Pulse Community Insights

3 things you should be doing for ransomware prevention


September 27, 2021
min read
Ransomware prevention

Ransomware is one of the most discussed topics in the Pulse community. We asked one of our Pulse community members to provide his input on what organizations should be doing to prevent ransomware attacks.

Ransomware is one of the most discussed topics in the Pulse community. Over the last few months, we’ve seen an increase of questions and Quick Polls from Directors, VPs, and CxOs primarily in the healthcare, finance, and IT industries seeking advice from their peers on ransomware prevention methods. We asked one of our Pulse community members, Mark Thiele—who is the CEO of Edgevana—to provide his input on what organizations should be doing to prevent ransomware attacks.

Ransomware prevention tip #1: Regular training

First, Mark suggests implementing regular, mandatory training for employees across all levels of the organization on the risks associated with social engineering and fraudulent emails. A Quick Poll in our Pulse community shows that 55% of other technology leaders agree that employee education is the most critical step in preventing ransomware. Although this is a common practice, enforcing regular cybersecurity and ransomware awareness training is often not done the right way. How do you get employees to care about this type of security training?

Mark comments, “Leadership has to effectively convey the importance of maintaining security vigilance. If security is mentioned in onboarding training or maybe through a quarterly test email, then it will get the level of attention the employee thinks the business is giving it, which is not much. Create a top-down approach to how security is adopted and how the importance of it applies to building revenue, protecting the future, creating/saving jobs, and having the C-Suite directly involved.”

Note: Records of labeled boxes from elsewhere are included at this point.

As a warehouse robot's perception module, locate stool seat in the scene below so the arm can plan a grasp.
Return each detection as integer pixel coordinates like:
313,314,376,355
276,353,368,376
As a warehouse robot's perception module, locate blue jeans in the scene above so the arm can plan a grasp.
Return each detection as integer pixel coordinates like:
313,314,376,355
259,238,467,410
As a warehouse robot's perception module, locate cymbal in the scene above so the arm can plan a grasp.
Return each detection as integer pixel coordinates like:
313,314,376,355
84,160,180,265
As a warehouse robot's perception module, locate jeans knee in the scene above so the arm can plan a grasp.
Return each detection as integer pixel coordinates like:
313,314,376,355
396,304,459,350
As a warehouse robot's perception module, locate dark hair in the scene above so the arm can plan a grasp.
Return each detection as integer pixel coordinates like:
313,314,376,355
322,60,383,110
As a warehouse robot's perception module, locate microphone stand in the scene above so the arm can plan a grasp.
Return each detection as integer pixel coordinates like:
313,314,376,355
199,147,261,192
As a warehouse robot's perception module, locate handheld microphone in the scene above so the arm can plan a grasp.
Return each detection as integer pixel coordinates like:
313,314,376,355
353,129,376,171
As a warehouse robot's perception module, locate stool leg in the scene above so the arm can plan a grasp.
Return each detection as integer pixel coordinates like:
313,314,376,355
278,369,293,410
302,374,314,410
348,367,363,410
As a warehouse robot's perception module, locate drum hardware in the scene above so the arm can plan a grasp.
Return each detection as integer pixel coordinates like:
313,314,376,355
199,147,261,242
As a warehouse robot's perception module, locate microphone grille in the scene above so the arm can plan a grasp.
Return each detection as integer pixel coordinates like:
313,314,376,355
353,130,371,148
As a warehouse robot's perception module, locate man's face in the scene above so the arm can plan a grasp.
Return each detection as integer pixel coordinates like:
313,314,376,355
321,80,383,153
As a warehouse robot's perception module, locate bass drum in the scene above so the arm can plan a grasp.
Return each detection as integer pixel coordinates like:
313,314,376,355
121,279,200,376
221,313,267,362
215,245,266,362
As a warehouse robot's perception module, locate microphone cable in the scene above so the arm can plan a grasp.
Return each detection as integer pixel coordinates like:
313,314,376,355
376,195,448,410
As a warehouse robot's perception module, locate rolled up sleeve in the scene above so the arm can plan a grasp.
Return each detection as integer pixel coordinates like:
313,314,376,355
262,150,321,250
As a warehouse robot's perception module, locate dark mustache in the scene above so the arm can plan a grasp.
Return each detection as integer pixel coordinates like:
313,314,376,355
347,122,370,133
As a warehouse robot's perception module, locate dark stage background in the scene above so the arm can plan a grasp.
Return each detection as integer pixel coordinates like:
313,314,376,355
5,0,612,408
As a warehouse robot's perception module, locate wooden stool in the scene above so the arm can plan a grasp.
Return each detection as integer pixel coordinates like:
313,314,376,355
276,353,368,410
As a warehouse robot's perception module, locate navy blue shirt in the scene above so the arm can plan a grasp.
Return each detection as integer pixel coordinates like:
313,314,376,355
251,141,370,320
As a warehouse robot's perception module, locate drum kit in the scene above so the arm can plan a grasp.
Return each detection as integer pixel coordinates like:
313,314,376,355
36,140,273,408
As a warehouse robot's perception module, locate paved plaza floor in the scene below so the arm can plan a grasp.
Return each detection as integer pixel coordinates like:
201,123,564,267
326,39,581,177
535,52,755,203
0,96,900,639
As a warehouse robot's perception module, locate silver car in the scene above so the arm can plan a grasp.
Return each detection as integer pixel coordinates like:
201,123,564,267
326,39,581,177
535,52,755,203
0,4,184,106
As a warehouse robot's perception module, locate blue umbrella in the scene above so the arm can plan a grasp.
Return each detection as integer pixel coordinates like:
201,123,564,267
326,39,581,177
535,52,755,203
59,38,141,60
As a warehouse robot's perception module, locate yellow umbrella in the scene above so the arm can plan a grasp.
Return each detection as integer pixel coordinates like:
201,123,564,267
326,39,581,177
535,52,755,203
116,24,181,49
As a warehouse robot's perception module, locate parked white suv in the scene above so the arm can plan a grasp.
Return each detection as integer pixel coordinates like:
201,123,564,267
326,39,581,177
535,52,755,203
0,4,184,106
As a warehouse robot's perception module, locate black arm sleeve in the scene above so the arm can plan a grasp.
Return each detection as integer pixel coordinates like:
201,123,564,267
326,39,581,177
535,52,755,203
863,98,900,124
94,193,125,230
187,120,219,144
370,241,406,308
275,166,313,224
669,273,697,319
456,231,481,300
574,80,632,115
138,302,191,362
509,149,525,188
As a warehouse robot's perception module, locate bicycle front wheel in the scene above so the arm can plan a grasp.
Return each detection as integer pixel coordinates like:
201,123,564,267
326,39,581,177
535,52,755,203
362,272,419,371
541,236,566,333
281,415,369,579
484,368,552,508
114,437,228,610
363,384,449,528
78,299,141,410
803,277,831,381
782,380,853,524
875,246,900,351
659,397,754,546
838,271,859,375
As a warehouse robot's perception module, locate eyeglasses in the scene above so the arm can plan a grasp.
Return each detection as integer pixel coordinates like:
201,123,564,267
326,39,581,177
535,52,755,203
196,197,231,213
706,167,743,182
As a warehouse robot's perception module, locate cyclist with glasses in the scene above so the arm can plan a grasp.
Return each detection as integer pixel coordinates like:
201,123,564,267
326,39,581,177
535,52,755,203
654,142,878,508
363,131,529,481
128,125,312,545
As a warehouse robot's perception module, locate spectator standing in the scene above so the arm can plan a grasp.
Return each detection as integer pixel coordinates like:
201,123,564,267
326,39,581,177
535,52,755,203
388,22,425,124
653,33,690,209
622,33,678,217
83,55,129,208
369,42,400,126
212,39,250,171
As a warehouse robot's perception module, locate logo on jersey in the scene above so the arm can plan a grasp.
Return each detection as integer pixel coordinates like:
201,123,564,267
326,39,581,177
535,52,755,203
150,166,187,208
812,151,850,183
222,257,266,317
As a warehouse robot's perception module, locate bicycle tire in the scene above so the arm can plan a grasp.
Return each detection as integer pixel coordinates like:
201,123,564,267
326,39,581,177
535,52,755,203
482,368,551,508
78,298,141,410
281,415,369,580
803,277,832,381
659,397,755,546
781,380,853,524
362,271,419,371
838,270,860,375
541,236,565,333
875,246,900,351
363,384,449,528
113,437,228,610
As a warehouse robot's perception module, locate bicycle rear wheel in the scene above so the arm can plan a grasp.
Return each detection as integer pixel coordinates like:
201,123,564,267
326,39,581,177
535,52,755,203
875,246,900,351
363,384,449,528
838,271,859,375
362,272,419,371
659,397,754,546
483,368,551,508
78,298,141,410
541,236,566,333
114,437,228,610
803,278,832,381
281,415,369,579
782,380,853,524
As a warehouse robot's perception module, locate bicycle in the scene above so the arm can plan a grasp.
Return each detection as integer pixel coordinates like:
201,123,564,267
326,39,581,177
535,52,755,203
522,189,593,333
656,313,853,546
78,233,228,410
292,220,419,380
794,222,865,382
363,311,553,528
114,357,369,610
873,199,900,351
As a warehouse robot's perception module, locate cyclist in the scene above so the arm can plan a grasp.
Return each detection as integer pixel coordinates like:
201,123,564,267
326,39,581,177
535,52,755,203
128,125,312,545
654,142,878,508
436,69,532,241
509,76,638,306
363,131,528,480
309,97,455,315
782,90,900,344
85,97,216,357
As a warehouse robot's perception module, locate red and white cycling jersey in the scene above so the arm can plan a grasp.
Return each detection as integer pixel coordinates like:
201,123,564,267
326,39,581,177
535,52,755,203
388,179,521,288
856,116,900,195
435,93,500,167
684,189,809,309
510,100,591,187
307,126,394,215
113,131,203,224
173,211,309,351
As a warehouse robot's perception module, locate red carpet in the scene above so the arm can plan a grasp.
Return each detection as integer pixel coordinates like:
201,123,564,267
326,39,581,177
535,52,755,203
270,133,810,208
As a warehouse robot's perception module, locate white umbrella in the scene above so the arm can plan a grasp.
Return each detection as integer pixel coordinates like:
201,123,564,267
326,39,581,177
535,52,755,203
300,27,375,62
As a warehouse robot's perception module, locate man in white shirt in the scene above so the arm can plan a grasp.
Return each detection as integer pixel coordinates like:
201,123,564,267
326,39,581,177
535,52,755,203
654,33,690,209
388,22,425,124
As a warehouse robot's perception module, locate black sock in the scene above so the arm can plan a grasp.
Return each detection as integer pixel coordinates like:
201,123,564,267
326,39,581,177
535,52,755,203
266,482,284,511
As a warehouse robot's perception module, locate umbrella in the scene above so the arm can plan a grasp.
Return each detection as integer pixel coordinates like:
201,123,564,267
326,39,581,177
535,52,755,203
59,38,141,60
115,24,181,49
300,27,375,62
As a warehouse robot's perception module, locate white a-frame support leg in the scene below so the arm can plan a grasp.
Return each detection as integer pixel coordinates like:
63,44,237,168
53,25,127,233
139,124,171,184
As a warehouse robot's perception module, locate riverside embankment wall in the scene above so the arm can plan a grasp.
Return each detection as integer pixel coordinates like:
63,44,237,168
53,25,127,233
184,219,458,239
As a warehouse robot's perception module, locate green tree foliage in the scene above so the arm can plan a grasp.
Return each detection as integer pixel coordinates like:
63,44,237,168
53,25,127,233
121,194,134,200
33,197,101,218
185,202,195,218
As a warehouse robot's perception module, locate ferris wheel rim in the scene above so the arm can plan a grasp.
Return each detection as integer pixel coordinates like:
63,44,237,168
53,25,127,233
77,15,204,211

Ransomware prevention tip #2: Recovery plan

Next, Mark suggests ensuring that IT has a business recovery or continuity plan, which includes two broad areas: data recovery and environment.

Data recovery

In a recent poll, 83% of respondents stated their organization will likely be implementing a ransomware remediation plan over the next year. Mark emphasizes the importance of using best practices for backup retention and protection against ransomware, such as using encrypted and multi-version data backup, along with regular testing. He also stresses another common yet major security flaw: backups should not be kept on a network that could be shared with other possibly compromised networks.


Determine how quickly and effectively data can be recovered in an environment (i.e., an application on servers with a single client or hundreds of clients).

💬 What’s more important: ransomware solutions or data recovery?
Coincidentally, there’s an ongoing discussion in the Pulse community about whether organizations should focus on ransomware solutions or data recovery, and the respondents’ opinions are divided on the issue. If you’d like to share your opinion on this topic, we’d love to hear from you. Sign in to Pulse and add to the discussion.

Ransomware prevention tip #3: “Destroy and replace” protocols

Although this method might not be the best long-term solution to ransomware prevention, Mark proposes developing a “destroy and replace” protocol and process for all environments. This means that everything within an environment should be destroyed: networks, servers, identity, client, images, and more.

Unfortunately, it doesn’t seem like we’ll see an end to ransomware attacks, which means ransomware prevention is going to continue to be a hot topic over the foreseeable future.